I'm not so sure about the clasps. In the 19th century there was a
"Suffolk Rubber Shoe" company in Setauket, NY, next-door to today's
Stony Brook University, and where the Society for the Preservation of
Long Antiquities once had its interpretative headquarters (an actual
case of "case bottles" unbroken! When they moved a house there, they
found some 1/2 or 1/4 doubloons in the ground which still has everone
scratching their head I imagine). Anyway, the shoe became a really big
shoe company, Melco, last time I looked (Thom McCann and others, and
drug stores, etc.) the Melville family that has also endowed the Stony
Brook Foundation which has supported some archaeology in the past I
worked on. What does this have to do with galoshes? I'm not sure maybe
there are some records at the museums there in the village of Stony
Brook of the "Setauketeers" that sailed to Brazil to bring back the
rubber and with it the "rubber shoes".
One of the Melville's, Ward Melville, I think (the Social Sciences
Building at Stony Brook University is named after them too, they
donated a lot of the property, their idea sort of and a local high
school nearby is named after him and produces many "science fair"

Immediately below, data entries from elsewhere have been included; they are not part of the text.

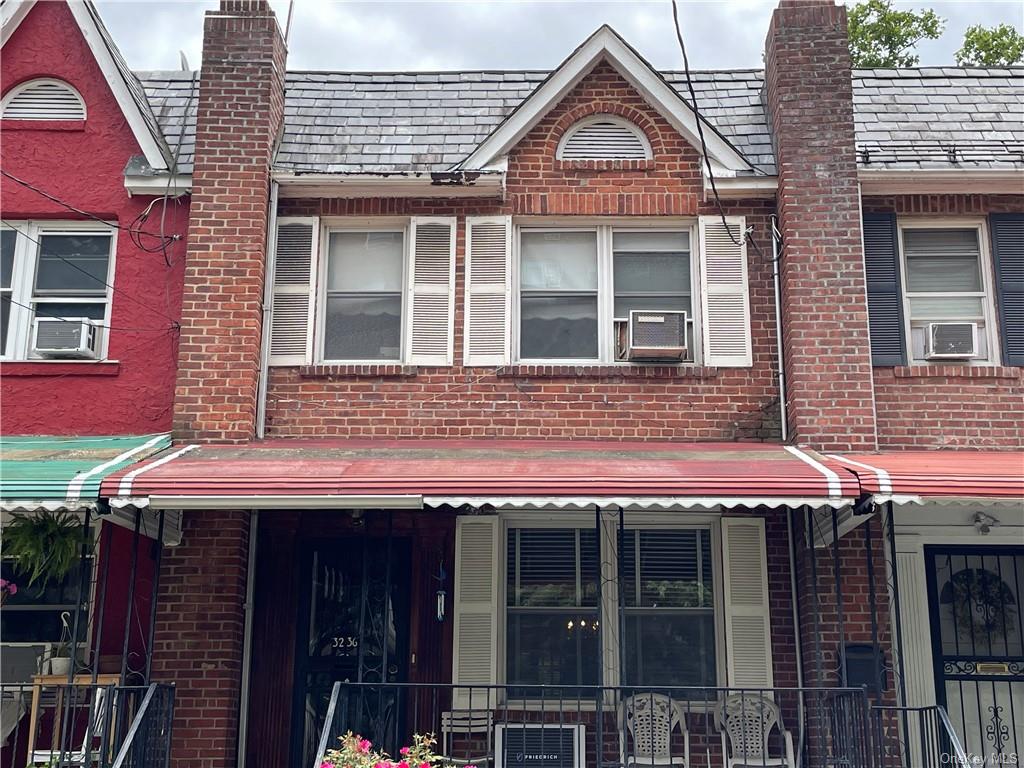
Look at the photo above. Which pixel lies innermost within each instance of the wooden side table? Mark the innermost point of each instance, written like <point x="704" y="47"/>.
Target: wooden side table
<point x="59" y="682"/>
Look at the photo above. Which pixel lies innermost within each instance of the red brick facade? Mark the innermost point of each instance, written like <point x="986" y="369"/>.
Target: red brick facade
<point x="824" y="313"/>
<point x="948" y="407"/>
<point x="584" y="401"/>
<point x="199" y="639"/>
<point x="241" y="105"/>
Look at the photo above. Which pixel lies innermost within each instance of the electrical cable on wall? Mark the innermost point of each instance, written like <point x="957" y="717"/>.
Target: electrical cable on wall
<point x="743" y="236"/>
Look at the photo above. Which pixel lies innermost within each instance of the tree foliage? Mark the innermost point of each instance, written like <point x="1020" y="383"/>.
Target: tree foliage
<point x="882" y="36"/>
<point x="993" y="46"/>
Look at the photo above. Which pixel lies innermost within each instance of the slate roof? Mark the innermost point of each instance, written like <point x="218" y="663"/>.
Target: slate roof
<point x="424" y="122"/>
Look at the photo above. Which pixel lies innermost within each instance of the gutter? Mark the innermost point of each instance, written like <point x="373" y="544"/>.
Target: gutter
<point x="270" y="261"/>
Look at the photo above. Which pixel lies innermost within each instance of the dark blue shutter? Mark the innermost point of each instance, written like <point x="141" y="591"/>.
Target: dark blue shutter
<point x="885" y="299"/>
<point x="1008" y="251"/>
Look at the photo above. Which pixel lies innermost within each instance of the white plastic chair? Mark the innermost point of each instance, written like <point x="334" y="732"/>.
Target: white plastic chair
<point x="466" y="723"/>
<point x="745" y="722"/>
<point x="78" y="757"/>
<point x="648" y="720"/>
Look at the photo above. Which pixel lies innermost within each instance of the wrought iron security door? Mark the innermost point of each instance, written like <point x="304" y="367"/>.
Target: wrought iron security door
<point x="975" y="599"/>
<point x="353" y="627"/>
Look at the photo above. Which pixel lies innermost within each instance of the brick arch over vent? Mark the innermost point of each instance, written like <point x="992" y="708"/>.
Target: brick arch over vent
<point x="670" y="183"/>
<point x="629" y="114"/>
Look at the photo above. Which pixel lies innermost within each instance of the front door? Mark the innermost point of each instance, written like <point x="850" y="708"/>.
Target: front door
<point x="353" y="627"/>
<point x="975" y="598"/>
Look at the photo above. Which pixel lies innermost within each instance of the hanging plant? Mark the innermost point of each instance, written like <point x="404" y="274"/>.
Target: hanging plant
<point x="43" y="544"/>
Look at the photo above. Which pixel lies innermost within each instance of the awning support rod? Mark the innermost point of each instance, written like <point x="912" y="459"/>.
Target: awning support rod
<point x="840" y="614"/>
<point x="154" y="595"/>
<point x="131" y="597"/>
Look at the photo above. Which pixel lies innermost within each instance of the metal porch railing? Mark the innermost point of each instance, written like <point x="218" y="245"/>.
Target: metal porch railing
<point x="494" y="726"/>
<point x="101" y="726"/>
<point x="919" y="737"/>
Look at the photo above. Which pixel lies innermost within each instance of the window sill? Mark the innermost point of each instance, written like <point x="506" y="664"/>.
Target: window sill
<point x="606" y="372"/>
<point x="42" y="125"/>
<point x="59" y="368"/>
<point x="604" y="165"/>
<point x="956" y="372"/>
<point x="383" y="371"/>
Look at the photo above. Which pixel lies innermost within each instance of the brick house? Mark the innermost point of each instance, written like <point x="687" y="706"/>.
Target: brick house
<point x="433" y="476"/>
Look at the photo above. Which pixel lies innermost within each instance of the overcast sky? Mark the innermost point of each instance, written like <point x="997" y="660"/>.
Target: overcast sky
<point x="498" y="34"/>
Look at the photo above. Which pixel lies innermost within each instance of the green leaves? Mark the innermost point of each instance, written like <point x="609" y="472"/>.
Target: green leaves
<point x="883" y="37"/>
<point x="44" y="544"/>
<point x="995" y="46"/>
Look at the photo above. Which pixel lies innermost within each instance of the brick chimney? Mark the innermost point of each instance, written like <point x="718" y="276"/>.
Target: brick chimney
<point x="240" y="114"/>
<point x="810" y="101"/>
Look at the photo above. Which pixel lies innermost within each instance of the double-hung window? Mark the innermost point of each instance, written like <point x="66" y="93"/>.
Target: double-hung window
<point x="364" y="301"/>
<point x="578" y="286"/>
<point x="665" y="580"/>
<point x="669" y="607"/>
<point x="945" y="280"/>
<point x="52" y="270"/>
<point x="552" y="617"/>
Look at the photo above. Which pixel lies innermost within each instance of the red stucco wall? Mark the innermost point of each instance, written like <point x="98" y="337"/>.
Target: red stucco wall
<point x="84" y="166"/>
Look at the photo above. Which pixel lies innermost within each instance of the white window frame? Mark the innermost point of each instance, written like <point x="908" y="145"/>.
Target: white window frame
<point x="359" y="225"/>
<point x="986" y="295"/>
<point x="29" y="235"/>
<point x="604" y="118"/>
<point x="609" y="591"/>
<point x="605" y="229"/>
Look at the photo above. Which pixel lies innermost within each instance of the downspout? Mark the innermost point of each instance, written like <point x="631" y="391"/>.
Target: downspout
<point x="247" y="639"/>
<point x="776" y="256"/>
<point x="797" y="640"/>
<point x="264" y="347"/>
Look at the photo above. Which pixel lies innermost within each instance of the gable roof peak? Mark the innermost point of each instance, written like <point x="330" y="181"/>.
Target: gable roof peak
<point x="606" y="44"/>
<point x="123" y="83"/>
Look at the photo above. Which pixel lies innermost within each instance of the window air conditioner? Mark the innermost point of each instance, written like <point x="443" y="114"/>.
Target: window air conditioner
<point x="539" y="745"/>
<point x="952" y="340"/>
<point x="74" y="338"/>
<point x="657" y="335"/>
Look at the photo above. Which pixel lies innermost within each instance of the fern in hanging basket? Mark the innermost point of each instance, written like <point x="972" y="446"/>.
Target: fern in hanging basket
<point x="43" y="544"/>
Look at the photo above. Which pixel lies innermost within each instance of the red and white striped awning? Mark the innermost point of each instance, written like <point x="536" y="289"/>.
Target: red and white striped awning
<point x="290" y="473"/>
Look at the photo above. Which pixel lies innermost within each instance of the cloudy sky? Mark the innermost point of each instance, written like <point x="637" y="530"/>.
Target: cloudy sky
<point x="498" y="34"/>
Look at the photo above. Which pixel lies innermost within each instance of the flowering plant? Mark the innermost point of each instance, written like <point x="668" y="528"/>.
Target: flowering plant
<point x="7" y="589"/>
<point x="356" y="752"/>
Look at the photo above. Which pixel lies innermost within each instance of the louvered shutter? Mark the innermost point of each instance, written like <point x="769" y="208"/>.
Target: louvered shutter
<point x="477" y="569"/>
<point x="724" y="298"/>
<point x="1008" y="249"/>
<point x="488" y="275"/>
<point x="885" y="297"/>
<point x="431" y="291"/>
<point x="293" y="295"/>
<point x="748" y="623"/>
<point x="44" y="99"/>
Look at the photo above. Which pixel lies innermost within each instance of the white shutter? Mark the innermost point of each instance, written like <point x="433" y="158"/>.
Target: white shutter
<point x="724" y="300"/>
<point x="477" y="569"/>
<point x="293" y="295"/>
<point x="748" y="622"/>
<point x="488" y="290"/>
<point x="431" y="291"/>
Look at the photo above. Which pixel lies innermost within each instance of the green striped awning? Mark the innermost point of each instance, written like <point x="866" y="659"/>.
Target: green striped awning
<point x="66" y="472"/>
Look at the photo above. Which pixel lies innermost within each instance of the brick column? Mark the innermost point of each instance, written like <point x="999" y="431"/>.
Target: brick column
<point x="827" y="353"/>
<point x="200" y="635"/>
<point x="240" y="113"/>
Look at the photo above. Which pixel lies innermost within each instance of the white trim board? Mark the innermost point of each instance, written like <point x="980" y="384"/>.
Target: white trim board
<point x="607" y="45"/>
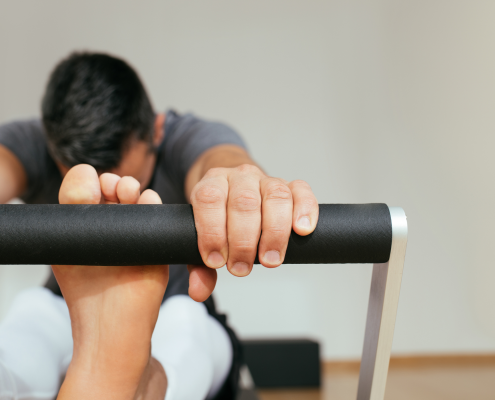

scholarship winners) spoke back in the early 1960's I think, at the
American Philosophical Association, a presentation recorded on the
importance of preservation in the landscape of American history, and
some of the planning that tried to safeguard the village of Stony
Brook and its Museums from a suburban sprall which can still be seen
today (carriage museum, Stanford White designed church, post office
with hourly flapping eagle wings, small harbor and dockside
restaurant, said to be haunted, etc.) Maybe someone reading this is
familiar with the collections there.